A move by the central bank to limit shareholding for individuals, families, and institutions has met with fierce opposition from the Bangladesh Association of Banks (BAB), an organization of bank owners, sparking a debate over the future of corporate governance in Bangladesh's financial sector.
Under the draft Bank Company (Amendment) Act 2025, Bangladesh Bank has proposed that no person, family, or institution may directly or indirectly hold more than a 5 percent stake in more than one bank simultaneously.
The Financial Institutions Division (FID) of the Ministry of Finance held a meeting last week, chaired by FID Secretary Nazma Mobarek, to discuss the addition of three new sub-sections to Section 14/B of the law. The primary objective is to prevent vested interest groups from exerting undue influence over multiple financial institutions at once.
Three legislative changes are proposed to achieve the desired result:
If a person or entity owns 2 percent or more of one bank, they cannot hold a similar 2 percent stake in any other bank.
Even if an investor holds more than 5 percent of a bank's shares, their voting rights will be capped at 5 percent (excluding the government and non-profit/strategic investors).
Current regulations allow an investor to hold up to 10 percent of a bank’s shares with "one share, one vote" rights, and there are no restrictions on holding shares in multiple banks.

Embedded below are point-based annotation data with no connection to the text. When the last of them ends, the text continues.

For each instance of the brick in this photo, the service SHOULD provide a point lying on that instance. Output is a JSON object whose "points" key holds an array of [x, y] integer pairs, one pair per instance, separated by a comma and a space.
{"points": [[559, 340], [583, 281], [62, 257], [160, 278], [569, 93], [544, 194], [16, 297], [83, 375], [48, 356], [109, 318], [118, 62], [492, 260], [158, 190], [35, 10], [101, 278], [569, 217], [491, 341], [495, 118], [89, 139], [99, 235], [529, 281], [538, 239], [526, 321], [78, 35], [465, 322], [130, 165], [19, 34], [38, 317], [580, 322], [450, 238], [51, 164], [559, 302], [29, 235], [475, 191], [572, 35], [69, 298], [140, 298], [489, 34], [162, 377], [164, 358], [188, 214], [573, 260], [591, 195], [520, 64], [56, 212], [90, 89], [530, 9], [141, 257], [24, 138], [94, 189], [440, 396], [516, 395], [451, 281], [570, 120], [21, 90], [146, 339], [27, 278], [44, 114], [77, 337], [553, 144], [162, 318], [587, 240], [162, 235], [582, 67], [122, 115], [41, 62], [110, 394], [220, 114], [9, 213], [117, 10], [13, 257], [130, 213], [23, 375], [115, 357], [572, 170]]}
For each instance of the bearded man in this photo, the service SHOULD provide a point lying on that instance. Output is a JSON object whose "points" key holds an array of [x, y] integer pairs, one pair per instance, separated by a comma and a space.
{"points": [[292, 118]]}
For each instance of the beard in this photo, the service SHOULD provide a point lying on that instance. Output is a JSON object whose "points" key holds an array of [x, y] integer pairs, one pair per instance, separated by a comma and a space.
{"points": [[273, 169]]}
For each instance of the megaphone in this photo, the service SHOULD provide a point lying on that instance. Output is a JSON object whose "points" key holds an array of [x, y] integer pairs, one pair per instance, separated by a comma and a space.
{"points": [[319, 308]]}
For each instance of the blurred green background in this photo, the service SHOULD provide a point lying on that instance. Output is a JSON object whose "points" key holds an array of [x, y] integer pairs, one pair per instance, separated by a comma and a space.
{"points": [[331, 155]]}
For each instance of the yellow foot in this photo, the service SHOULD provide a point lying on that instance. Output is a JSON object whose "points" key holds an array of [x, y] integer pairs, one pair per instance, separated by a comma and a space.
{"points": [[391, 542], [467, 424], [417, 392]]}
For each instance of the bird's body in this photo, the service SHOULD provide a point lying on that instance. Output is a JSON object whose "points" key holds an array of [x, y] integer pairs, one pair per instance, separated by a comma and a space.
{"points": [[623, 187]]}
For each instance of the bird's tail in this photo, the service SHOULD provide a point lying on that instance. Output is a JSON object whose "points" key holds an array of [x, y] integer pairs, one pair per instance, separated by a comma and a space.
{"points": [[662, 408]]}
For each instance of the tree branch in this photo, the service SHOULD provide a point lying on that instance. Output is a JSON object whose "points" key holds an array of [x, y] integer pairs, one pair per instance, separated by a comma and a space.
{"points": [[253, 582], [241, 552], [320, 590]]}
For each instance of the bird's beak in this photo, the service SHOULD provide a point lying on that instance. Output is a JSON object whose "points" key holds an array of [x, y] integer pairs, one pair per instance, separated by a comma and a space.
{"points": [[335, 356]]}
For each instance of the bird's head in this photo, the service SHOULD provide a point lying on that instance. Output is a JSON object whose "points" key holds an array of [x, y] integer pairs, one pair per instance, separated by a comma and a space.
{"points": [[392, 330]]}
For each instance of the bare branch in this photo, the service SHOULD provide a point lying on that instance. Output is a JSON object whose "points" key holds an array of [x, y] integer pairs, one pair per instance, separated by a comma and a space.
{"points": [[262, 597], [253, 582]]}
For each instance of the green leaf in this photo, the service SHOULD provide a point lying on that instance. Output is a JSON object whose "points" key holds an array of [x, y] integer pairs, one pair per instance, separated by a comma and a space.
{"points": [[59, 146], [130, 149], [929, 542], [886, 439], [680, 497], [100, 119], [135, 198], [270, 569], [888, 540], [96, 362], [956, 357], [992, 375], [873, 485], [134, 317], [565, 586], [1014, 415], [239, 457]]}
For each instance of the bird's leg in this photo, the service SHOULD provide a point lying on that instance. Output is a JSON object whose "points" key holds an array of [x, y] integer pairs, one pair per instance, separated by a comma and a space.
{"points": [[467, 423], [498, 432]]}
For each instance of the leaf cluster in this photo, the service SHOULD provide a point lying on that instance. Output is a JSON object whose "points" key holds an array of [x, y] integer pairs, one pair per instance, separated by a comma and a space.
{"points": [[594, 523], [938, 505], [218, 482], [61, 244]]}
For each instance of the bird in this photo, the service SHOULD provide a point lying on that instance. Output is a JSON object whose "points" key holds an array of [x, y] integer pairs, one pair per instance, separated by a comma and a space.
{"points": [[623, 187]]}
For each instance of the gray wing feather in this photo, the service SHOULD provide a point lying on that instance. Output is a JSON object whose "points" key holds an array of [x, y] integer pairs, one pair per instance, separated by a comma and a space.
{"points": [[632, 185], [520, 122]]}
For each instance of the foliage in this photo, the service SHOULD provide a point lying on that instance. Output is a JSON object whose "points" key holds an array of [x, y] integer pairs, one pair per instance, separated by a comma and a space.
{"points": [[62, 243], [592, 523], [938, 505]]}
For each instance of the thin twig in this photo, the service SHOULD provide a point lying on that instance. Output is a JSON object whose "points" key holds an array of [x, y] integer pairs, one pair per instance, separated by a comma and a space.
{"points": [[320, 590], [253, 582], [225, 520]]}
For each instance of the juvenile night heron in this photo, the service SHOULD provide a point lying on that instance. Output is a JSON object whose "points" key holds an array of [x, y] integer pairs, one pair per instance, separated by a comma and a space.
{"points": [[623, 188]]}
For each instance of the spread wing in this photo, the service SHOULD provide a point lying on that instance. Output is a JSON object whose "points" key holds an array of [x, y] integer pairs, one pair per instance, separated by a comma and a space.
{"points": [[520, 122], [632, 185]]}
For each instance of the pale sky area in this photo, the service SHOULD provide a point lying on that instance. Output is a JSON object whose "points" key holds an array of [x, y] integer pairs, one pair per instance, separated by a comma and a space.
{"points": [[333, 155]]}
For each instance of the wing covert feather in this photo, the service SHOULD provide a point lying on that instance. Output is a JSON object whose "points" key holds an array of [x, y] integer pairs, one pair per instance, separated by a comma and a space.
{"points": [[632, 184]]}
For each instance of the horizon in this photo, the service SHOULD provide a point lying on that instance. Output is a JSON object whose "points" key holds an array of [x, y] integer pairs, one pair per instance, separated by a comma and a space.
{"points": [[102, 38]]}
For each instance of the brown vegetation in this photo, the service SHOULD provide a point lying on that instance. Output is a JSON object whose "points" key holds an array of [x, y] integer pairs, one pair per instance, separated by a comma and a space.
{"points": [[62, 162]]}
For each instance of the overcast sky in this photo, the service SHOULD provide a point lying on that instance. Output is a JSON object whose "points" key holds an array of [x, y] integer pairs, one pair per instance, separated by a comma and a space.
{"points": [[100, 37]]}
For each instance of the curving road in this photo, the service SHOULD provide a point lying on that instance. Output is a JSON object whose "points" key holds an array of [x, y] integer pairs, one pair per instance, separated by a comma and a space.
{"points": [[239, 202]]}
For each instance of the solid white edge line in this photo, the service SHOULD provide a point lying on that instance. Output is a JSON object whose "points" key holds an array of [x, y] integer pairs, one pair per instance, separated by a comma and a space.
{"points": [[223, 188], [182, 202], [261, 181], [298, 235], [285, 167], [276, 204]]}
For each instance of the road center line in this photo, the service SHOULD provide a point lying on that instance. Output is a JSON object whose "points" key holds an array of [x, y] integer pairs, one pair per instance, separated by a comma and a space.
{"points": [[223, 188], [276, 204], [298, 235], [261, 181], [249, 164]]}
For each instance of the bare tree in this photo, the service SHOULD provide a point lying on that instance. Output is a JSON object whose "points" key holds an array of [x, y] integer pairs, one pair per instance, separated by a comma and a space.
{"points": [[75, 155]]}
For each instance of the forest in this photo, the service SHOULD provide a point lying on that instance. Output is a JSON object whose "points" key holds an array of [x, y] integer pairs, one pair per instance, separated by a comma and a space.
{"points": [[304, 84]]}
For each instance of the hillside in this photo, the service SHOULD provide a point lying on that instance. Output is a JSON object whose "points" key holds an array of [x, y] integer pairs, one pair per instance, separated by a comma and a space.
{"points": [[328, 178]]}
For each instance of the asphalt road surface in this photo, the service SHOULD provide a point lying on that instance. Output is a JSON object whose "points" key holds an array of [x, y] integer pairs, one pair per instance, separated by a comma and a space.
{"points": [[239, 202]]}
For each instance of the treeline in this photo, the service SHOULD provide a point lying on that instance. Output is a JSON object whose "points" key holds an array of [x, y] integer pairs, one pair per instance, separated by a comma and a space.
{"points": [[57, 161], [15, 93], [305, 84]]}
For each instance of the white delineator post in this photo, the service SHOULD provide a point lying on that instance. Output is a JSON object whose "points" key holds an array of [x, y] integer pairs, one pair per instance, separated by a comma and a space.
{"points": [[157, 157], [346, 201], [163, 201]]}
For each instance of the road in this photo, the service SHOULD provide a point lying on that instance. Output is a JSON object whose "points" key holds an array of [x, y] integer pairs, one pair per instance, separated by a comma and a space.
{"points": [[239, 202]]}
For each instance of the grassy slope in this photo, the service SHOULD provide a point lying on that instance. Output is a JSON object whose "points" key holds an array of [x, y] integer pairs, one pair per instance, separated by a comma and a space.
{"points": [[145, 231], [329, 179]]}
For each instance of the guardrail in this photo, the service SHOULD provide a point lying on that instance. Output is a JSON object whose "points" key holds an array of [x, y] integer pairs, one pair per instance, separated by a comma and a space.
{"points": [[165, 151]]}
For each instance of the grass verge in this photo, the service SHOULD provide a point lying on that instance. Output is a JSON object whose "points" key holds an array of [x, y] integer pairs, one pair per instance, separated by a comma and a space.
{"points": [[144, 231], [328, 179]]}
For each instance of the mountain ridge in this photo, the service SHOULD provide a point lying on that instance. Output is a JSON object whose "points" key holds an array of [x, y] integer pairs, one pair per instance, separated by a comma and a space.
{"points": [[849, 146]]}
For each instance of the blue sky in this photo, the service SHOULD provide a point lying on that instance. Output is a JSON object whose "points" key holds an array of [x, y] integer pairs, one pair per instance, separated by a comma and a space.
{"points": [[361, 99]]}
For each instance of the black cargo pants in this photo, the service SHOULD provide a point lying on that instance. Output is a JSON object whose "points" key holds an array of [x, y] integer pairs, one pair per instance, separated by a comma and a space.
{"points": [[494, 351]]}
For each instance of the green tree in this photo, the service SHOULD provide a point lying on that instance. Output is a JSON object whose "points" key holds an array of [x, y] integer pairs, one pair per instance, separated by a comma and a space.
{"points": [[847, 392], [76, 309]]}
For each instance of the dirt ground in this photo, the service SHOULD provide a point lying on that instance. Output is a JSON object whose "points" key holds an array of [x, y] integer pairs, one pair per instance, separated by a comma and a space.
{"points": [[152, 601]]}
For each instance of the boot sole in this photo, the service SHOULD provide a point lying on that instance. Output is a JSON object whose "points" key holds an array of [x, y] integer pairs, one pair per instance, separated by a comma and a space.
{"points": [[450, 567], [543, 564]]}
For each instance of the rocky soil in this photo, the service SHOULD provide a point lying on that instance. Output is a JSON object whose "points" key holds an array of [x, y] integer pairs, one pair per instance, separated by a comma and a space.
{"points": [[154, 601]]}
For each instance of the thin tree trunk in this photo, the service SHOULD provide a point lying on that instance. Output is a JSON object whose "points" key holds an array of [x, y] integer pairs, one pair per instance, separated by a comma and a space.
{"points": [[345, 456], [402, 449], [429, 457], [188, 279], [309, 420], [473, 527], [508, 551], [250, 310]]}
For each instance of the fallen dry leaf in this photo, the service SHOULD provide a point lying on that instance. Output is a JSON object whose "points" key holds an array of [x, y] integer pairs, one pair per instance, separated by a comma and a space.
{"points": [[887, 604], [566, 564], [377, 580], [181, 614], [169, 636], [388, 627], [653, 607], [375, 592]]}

The Bangladesh Association of Banks (BAB), representing private bank owners, has strongly opposed the move. BAB representatives argued that general shareholders do not influence policy; rather, the Board of Directors does. They contend that since there are already proposals to reduce the number of family members on boards, further limits on shareholding are unnecessary and "excessively strict."
BAB further proposed that the definition of a "family" be limited to spouses and dependent members, and that the maximum family shareholding limit be increased to 25 percent.
Conversely, Bangladesh Bank officials highlighted the recent devastation caused by a single large conglomerate that gained majority control over six banks. Central bank representatives stated that this group manipulated policies to loot thousands of crores of taka, leaving hundreds of thousands of depositors in jeopardy.
"The government had to inject Tk 20,000 crore of public money at the end of last year to compensate depositors of five merged private banks," officials noted during the meeting.
FID Secretary Nazma Mobarek stated that more time is needed to finalize the amendments due to the significant differences in opinion between the central bank and the BAB.
"We have asked the central bank officials and BAB representatives to reach a consensus before the next meeting," the Secretary said.